Not so. Apart from the fact that anyone at all could have registered the name “fredsmith”, the actual name of the domain is “salesdeals.co.uk”. The prefix of “fredsmith.” is what is known as a subdomain. It is a sub-division of the “salesdeals.co.uk” domain and probably doesn’t have anything to do with “Fred Smith Widgets Co Limited”. Anyone can create subdomains of domains that they control and can give the subdomain any name they like. Subdomains can be freely created and are not regulated in any way. So, if the primary apparent link between what you are looking for and the Google result is nothing more than a subdomain name then it might be wise to be careful.
2) Scan a site before visiting
Even if the website is genuine, it is possible that it has been infected by malware that could damage your system – with or without the knowledge of the website owners. If you want to visit a website but prefer to make sure first that it doesn’t harbour anything nasty, you can use a free scanner to check it out. Follow this link for the Sucuri sitecheck scanner. Then enter the name of the website you wish to check. A check of my own website has just given the following result:
Norton offer a similar “instant scan”. Just visit http://safeweb.norton.com/ and enter the site you wish to check. Here’s what it said about www.davidleonard.net
3) Be critical of the spelling, grammar, and presentation of the website
Although it’s true that some malevolent sites are very well written and presented, it’s also true that most of them are not. Undoubtedly, we shouldn’t expect the same standard of English on a website in a non-English speaking country. Nevertheless, I believe that it’s worth including the standard of the English in an assessment as to whether to trust the site. I really don’t want to sound like a Little Englander, or suggest that “foreigners can’t be trusted” or anything like that. I’m just saying that a professionally presented website is more likely to be trustworthy than a shoddily presented one. English is undoubtedly the lingua franca of the internet so you would expect a genuine, professional, organisation to take a certain amount of care in this respect – whether the website originates in an English-speaking country or not.
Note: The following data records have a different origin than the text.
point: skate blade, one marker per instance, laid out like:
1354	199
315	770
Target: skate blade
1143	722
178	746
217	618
4) ALWAYS look for the “https” on “Financial Pages”
If you are on a webpage that is going to ask for confidential information – including, of course, credit card details etc – then make sure that the address of the web page (at the top of the browser) begins with “https” and not the more usual “http”. The “s” stands for “secure” and it ensures that the data is encrypted as it flies through cyberspace. The “s” may not give 100% security that you are dealing with a genuine organisation but if a website is asking for confidential information WITHOUT encryption then they are definitely reckless at the very least, so don’t trust them.
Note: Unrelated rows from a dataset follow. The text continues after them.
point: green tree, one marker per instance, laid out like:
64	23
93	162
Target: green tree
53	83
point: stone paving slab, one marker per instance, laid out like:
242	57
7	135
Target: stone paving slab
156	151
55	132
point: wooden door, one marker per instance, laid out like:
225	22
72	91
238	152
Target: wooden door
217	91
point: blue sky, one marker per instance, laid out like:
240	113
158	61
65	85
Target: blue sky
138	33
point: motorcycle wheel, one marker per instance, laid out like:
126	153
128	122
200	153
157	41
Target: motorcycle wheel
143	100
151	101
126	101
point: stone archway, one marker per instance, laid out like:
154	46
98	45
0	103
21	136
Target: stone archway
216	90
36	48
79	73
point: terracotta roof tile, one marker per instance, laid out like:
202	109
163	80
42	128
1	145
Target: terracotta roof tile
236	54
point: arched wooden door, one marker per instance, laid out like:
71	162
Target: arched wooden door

5) Be wary of following links
If you are considering visiting a webpage by clicking on a link in, for instance, an email then be very careful as it is easy for someone to mislead you as to the actual website you will arrive at. If you’ve clicked on a link called “www.barclays.com” and your browser address bar tells you you’ve landed on “www.cons-r-us.com” then it might be appropriate to harbour suspicions.
6) Install a link checker
AVG Secure Search – and McAfee Site Advisor – are both browser add-ons that give instant advice in the form of icons showing the trustworthiness of the site. For instance, McAfee Site Advisor adds reassuring ticks in green circles to indicate that a site is probably safe:
We can never be absolutely certain that the website we are about to visit is both genuine and safe, but we can certainly reduce the risks to an acceptable level by applying some commonsense, some critical awareness, and some free tools.